The following is a Letter to the Editor published in the Sunday Plain Dealer. The title is theirs — “Keep guns out of day-card centers”. After the initial good feeling that my letter was published, I had this knot in my stomach. Really? This is what we’re arguing about? Guns in so many places already that we’re now debating the wisdom of allowing parents to carry loaded guns when they’re dropping off their children? …and please limit your letter to 200 words or under! There was much more I could have said on the ridiculousness to even consider that arrival and dismissal time needs to be made even crazier by adding loaded weapons into the mix. But it’s close to being law in our state and so it’s a serious (critical) issue.
Before I was a pastor, I directed a preschool at my church. The program grew to 300 families and cared for children 18 months old through kindergarten. It was from that experience that I answered a call to seminary and ordained ministry. And it was the years serving in local congregations that ultimately led me to speaking out about gun violence.
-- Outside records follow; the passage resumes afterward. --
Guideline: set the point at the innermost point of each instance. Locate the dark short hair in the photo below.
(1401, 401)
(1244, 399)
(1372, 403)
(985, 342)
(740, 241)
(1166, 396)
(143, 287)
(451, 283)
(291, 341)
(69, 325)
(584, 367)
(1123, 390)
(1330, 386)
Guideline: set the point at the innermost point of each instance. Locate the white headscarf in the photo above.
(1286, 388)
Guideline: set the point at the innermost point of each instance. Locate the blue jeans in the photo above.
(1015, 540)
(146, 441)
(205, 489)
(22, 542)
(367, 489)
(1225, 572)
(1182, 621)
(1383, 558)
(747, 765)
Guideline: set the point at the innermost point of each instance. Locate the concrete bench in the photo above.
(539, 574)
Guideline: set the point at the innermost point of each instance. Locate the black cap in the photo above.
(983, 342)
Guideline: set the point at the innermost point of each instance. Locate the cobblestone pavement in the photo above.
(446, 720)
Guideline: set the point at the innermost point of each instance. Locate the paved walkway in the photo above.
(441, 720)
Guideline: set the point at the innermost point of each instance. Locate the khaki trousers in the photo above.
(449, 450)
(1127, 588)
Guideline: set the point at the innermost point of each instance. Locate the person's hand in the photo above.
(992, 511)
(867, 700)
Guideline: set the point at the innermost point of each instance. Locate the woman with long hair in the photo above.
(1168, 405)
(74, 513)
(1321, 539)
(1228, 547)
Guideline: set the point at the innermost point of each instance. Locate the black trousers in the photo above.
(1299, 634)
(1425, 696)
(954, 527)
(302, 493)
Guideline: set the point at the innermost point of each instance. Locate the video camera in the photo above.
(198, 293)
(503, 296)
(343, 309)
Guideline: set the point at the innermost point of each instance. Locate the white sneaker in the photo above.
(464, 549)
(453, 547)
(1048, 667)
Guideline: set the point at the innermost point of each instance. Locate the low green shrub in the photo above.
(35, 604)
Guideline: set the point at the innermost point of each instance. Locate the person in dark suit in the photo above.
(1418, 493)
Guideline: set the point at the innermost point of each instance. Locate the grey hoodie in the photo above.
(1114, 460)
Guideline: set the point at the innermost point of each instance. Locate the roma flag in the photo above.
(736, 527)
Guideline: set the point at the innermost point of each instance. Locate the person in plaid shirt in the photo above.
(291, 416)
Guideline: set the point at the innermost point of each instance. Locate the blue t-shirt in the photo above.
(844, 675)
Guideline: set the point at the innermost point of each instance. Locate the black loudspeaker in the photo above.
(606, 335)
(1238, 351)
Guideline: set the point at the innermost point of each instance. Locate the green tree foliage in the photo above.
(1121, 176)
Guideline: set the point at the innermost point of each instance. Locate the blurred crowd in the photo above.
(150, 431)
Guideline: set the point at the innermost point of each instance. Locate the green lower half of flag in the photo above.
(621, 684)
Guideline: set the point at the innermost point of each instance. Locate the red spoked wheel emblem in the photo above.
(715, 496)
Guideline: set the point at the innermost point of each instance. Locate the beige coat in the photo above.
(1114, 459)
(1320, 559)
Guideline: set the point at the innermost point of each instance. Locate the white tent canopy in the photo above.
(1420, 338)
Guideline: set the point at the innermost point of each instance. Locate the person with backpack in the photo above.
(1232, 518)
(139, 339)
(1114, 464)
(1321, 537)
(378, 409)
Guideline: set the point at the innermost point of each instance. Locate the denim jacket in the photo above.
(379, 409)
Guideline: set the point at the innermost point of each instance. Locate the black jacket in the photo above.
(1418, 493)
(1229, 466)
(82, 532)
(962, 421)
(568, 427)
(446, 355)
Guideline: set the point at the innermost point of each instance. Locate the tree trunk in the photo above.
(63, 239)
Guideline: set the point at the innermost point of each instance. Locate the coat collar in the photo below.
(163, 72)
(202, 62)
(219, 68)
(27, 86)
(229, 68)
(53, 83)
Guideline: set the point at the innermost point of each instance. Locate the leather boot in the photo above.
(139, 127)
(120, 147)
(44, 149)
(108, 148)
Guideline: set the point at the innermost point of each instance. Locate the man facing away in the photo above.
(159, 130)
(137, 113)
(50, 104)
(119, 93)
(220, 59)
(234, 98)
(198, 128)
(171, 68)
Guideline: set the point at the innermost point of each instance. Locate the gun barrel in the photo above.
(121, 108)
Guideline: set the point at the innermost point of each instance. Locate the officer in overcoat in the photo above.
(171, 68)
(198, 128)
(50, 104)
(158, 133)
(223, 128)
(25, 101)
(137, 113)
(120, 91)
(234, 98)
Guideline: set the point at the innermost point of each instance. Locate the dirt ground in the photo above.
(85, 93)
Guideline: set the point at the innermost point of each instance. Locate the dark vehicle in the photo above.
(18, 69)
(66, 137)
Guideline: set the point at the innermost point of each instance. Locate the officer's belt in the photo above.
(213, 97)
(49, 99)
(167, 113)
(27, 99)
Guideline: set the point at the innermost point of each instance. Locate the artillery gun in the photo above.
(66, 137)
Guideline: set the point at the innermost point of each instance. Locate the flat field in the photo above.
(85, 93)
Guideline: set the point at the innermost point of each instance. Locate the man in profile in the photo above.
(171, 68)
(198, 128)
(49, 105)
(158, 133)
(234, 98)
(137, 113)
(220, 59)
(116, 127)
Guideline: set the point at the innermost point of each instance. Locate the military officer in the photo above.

Here’s the letter (200 words exactly).
The Republican-controlled Ohio House voted overwhelmingly to allow concealed loaded guns in daycares. Recently I testified against this based on my experience as a preschool director. Rep. Ron Maag, Chair of the House State Government Committee, replied CCW carryholders should not be inconvenienced by not being allowed to carry their guns when dropping off their children. Any responsible parent knows it’s often difficult enough to deliver squirming and sometimes reluctant toddlers into the hands of caregivers without putting a lethal weapon into the mix. A loaded gun increases the danger not only to the child of the person carrying the gun but to all children within range.
Interestingly, the Statehouse is adding metal detectors and banning backpacks not because of any specific threat, but as part of their ongoing process of trying to keep the Statehouse as secure as possible. Does this make sense to anyone that children do not receive the same protection as legislators? This is far too dangerous to dismiss as irony. It is hypocrisy. Safety is not a privilege only for those who can vote to put others’ lives in jeopardy.
The Ohio Senate must realize this injustice and remedy it by voting HB 48 down.